DiD: Staggered adoption uses heterogeneity-robust estimator
What to Check
When treatment is staggered (different units adopt treatment at different times), standard two-way fixed effects (TWFE) regression produces a weighted average of cohort-specific treatment effects where some weights can be negative. This means TWFE can return wrong signs even when all true treatment effects are positive. Papers with staggered adoption must use or address heterogeneity-robust estimators.
How to Check
- Determine whether treatment timing is staggered: are there multiple “treatment cohorts” (groups of units that adopt treatment in different periods)?
- If staggered, check whether the paper uses one of the following heterogeneity-robust methods:
- Callaway & Sant’Anna (2021) — ATT by cohort × time
- Sun & Abraham (2021) — interaction-weighted estimator
- Borusyak, Jaravel & Spiess (2021) — imputation estimator
- de Chaisemartin & D’Haultfœuille (2020) — DID_M estimator
- Gardner (2021) — two-stage DiD
- If TWFE is used as the primary specification, check whether: (a) the paper acknowledges the Goodman-Bacon decomposition problem, (b) robustness checks with a heterogeneity-robust method are provided.
- Check whether the paper reports heterogeneity in treatment effects across cohorts — even if the average effect is the primary estimand, cohort heterogeneity is informative.
Pass Condition
Either: (a) the paper uses a heterogeneity-robust estimator as its primary specification, OR (b) the paper uses TWFE but reports robustness to a heterogeneity-robust estimator and discusses the Goodman-Bacon decomposition explicitly.
Failure Examples
- TWFE only, no discussion: Paper has 50 states adopting a policy between 1990 and 2010. The main tables show TWFE regressions with state and year FE. No discussion of staggered DiD concerns.

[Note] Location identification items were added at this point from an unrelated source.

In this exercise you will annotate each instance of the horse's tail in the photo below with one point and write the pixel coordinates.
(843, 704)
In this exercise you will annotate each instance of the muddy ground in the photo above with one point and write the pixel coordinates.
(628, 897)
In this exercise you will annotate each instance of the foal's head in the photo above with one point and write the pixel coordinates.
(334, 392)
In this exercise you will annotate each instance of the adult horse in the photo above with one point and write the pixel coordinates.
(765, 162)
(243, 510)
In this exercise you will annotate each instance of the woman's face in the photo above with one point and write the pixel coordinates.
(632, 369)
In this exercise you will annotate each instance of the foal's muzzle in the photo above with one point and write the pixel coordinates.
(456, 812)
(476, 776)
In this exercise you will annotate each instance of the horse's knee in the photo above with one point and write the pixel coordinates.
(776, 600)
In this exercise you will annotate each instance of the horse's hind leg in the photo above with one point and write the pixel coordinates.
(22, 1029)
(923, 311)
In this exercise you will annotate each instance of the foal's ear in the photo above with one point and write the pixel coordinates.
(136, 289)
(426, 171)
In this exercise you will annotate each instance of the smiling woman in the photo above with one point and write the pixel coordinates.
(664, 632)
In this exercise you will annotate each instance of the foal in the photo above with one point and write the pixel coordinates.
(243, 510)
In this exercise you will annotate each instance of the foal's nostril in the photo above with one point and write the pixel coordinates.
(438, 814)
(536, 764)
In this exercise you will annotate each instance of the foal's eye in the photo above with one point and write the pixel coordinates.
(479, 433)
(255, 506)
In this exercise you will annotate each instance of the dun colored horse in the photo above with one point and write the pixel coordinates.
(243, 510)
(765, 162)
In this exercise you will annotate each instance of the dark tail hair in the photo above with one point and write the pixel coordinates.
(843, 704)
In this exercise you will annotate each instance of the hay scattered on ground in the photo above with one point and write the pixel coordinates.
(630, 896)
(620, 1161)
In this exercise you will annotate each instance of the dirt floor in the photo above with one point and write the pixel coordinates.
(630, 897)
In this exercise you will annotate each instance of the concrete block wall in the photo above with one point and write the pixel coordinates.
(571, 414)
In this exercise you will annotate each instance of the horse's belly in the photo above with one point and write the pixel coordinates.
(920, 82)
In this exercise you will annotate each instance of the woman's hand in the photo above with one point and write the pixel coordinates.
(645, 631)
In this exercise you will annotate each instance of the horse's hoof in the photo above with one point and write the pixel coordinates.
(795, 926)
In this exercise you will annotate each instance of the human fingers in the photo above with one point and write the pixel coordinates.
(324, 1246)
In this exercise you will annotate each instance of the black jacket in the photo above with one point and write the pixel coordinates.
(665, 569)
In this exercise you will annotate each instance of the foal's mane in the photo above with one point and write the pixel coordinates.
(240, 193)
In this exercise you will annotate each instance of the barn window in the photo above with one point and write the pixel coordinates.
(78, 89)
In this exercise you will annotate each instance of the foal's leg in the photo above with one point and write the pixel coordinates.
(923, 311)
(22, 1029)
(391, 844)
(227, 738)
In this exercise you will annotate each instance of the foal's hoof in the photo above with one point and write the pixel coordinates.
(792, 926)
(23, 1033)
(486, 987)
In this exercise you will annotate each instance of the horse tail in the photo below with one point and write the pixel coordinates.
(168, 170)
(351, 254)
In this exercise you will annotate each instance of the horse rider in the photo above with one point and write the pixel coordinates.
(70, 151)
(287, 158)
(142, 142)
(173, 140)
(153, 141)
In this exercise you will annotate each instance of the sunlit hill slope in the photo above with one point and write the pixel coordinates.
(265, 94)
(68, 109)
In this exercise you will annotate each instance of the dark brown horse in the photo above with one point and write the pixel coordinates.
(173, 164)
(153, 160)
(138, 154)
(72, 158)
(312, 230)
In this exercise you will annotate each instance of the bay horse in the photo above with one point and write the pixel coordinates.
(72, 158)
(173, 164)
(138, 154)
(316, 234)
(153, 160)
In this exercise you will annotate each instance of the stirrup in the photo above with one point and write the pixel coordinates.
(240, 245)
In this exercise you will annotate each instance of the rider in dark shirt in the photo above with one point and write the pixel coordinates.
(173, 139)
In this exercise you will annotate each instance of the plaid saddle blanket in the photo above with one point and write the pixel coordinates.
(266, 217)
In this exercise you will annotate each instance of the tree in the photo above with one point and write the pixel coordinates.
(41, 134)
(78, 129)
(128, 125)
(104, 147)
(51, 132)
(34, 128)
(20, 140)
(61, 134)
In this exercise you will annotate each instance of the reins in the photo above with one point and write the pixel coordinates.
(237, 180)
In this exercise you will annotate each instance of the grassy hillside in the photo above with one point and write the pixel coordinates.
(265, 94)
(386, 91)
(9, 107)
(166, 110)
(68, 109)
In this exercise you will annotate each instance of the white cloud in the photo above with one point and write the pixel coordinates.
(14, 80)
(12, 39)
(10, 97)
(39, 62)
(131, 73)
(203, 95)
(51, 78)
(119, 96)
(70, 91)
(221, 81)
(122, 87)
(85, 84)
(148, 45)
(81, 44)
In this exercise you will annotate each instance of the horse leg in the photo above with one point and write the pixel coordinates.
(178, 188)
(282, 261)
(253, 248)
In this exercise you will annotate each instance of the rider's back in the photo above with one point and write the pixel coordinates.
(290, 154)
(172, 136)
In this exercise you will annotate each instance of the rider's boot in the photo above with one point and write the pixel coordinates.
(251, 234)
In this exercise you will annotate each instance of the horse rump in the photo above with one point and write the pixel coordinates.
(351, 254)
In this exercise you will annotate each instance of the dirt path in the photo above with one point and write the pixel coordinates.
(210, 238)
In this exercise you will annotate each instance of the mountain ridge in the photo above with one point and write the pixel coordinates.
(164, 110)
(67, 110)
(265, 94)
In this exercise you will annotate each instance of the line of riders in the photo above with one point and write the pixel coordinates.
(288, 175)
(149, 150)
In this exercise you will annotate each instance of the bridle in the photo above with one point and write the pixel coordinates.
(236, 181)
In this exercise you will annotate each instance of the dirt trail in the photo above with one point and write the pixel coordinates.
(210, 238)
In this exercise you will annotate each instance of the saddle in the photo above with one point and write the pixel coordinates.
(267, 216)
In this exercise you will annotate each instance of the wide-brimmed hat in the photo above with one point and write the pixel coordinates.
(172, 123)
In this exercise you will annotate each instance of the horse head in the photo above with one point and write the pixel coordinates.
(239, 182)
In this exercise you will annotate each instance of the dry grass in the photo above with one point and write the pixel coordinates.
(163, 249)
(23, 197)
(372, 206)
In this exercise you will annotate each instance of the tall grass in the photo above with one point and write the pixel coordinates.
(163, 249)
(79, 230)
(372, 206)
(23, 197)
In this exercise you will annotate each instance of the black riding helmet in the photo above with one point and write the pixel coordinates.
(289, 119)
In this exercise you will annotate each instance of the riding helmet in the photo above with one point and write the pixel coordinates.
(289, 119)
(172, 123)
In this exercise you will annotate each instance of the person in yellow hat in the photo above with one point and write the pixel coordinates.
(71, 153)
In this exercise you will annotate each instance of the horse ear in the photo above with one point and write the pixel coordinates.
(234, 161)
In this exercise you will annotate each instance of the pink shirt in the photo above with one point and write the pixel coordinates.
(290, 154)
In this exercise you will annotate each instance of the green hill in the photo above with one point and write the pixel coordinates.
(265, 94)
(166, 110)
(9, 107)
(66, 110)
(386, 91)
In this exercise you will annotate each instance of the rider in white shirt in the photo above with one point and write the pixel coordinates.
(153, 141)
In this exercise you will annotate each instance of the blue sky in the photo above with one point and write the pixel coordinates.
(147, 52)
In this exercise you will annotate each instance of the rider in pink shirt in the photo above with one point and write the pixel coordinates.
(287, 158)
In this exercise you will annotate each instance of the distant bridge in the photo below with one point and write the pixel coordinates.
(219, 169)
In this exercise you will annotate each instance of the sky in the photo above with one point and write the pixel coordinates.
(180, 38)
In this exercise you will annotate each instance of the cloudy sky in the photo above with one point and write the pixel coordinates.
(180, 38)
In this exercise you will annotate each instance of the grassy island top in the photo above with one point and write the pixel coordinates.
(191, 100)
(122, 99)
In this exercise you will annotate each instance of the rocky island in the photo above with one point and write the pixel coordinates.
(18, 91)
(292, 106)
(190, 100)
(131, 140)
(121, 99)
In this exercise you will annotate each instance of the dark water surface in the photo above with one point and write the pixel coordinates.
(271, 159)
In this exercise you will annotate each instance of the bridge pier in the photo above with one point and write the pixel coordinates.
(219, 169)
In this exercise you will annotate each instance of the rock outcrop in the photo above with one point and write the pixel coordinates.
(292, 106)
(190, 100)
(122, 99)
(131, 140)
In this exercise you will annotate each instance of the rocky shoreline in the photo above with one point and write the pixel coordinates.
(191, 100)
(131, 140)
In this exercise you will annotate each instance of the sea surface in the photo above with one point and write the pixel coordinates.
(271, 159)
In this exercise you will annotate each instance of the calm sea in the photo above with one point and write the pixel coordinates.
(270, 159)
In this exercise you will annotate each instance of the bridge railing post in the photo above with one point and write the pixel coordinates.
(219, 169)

Published post-2021. Fails.
- Goodman-Bacon mentioned but no robust estimator: Paper cites Goodman-Bacon (2021) in a footnote but reports no alternative estimator. “We acknowledge potential heterogeneity” is not a fix. Fails.
- Event-study interpreted as Callaway-Sant’Anna: Paper reports a binned event-study from TWFE and calls it a test of heterogeneous effects. This is not equivalent. Fails.
Notes
- Papers written before 2020 and currently under review should be assessed with some tolerance — the literature evolved rapidly. Papers written after 2022 have no excuse.
- For papers with a single treatment date (sharp DiD), this test does not apply. Use
did-parallel-trends-plotinstead.
References
- Goodman-Bacon, A. (2021). Difference-in-differences with variation in treatment timing. Journal of Econometrics, 225(2), 254–277.
- Callaway, B., & Sant’Anna, P. H. (2021). Difference-in-differences with multiple time periods. Journal of Econometrics, 225(2), 200–230.
- Roth, J., Sant’Anna, P. H., Bilinski, A., & Poe, J. (2023). What’s trending in difference-in-differences? A synthesis of the recent econometrics literature. Journal of Econometrics, 235(2), 2218–2244.